Ein Leben lang wollte ich Künstlerin sein. Schon als Mädchen habe ich viel gemalt. Ich habe in Budapest die Kunstschule absolviert. Mein Kunststudium habe ich abgebrochen, um zu heiraten und in Wien zu leben. Bis heute habe ich Hemmungen, mich Künstlerin zu nennen. Ich war immer kreativ, hatte immer Ideen, wollte immer wieder Neues schaffen und war mit manchem sehr erfolgreich. Aber ich konnte das nie in Ruhe genießen, weil immer neue Ideen kamen. In den 1980er Jahren habe ich eine Manufaktur für Gürtel und Ledertaschen aufgebaut. Die lief sehr gut. Aber nach einer Weile musste etwas Neues her. Als mein Mann erkrankte, übernahm ich sein Geschäft. Da habe ich Jahre lang Sünden abgebüßt, weil ich kaum Ahnung von dem hatte, was zu tun war. Als ich nach 17 Jahren damit fertig war ohne einen Scherbenhaufen zu hinterlassen, war ich stolz. Wieder hatte ich aus einer Situation, die unmöglich schien, etwas gemacht. Meine Kreativität fokussierte ich über die Jahre aber auf meinen eigentlichen Job, den Aufbau und Betrieb meines Studios, das Konzepte und Designs für Lokale und Büros entwickelt.

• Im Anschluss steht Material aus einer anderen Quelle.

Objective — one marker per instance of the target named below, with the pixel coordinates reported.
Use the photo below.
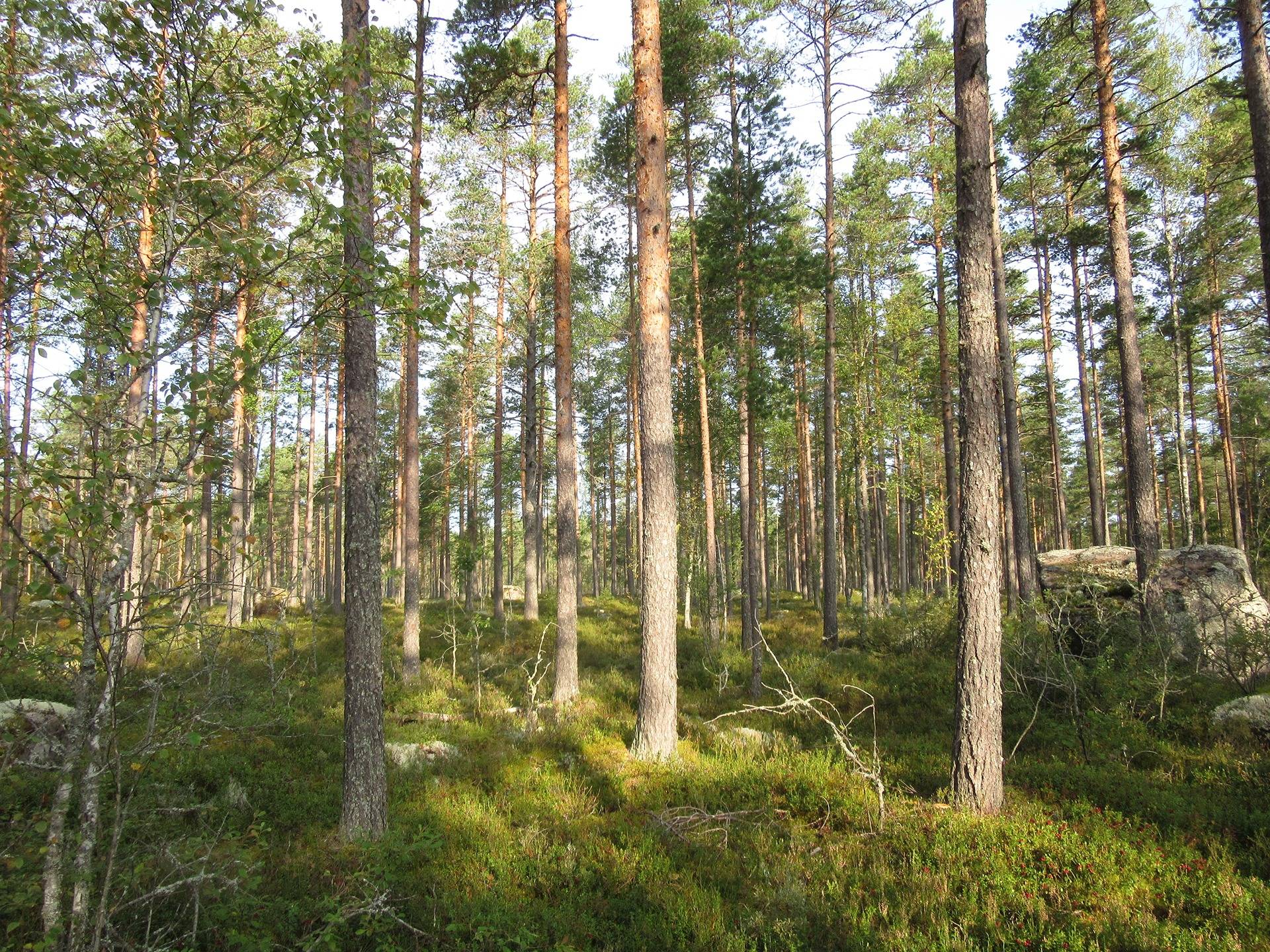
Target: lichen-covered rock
(1109, 571)
(37, 729)
(419, 754)
(1253, 713)
(1206, 592)
(1201, 596)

Die Malerei ist mir neben alldem aber immer geblieben. Mein Thema sind Menschen und Situationen, die ich beobachte. Die jüngste Arbeit – ACHT UND NEUNZIG SEITEN – fasst zusammen, was ich ein Leben lang in mir trage. Ich habe mich immer gefragt, woher mein Lebensgefühl kommt, woher meine Ängste rühren. Erst spät wurde mir klar, was ich alles von meinen Eltern mitbekommen habe. Sie haben beide den Holocaust überlebt. Zehn Jahre später kam ich zur Welt. Wie konnte man damals überhaupt Kinder auf die Welt bringen? Wir, die erste Generation der nach dem Krieg Geborenen, haben wohl alle einen schweren Schuss. Wir alle – ob Kinder von Opfern oder von Tätern – kennen ja die schrecklichen Bilder. Wie leer müsste man sein, dass einen das nicht prägt? Meine Mutter war in Auschwitz. Ihr Weg zurück in die Heimat dauerte sieben Monate. In dieser Zeit schrieb sie Tagebuch. 98 Seiten. Mit Bleistift. Nach ihrem Tod 2007 habe ich begonnen, das zu entziffern. Die Schrift war verblasst. Ich musste Kopien machen, die Kontraste betonen, die Schrift mit einem Stift nachziehen. So lernte ich diese Person, die ich gut zu kennen glaubte, besser kennen. 2012 habe ich begonnen, ihre Geschichte zu malen. Ich hatte Fotos entdeckt, die 1943 entstanden waren, vor der Deportation also, als sie in Budapest ihr modänes Leben gelebt hat. Sie war belesen. Kunststudentin. Sehr elegant. Sehr speziell. Das habe ich in Farbe und in großen Formaten umgesetzt. Schnell. Grobe Pinselstriche.
Das ist das Schönste. Ich beginne mit dunklen Farben. Dicke, schwarze Striche. Die Komposition steht in zwei Minuten. Dann gehe ich drüber, decke das Dunkle ab. Jede Schicht bleibt wichtig, jeder Layer spielt eine Rolle. Wie in unserem Leben. Meine Mutter erzählte nicht und ich stellte nie Fragen. Heute weiß ich, dass ihr Schicksal Teil meines Lebens ist. Ich sehe, dass mich der Holocaust einholt. Jetzt mit sechzig sehe ich klar. Jetzt weiß ich, was ich will. Ich weiß, dass die Malerei das Wichtigste für mich ist.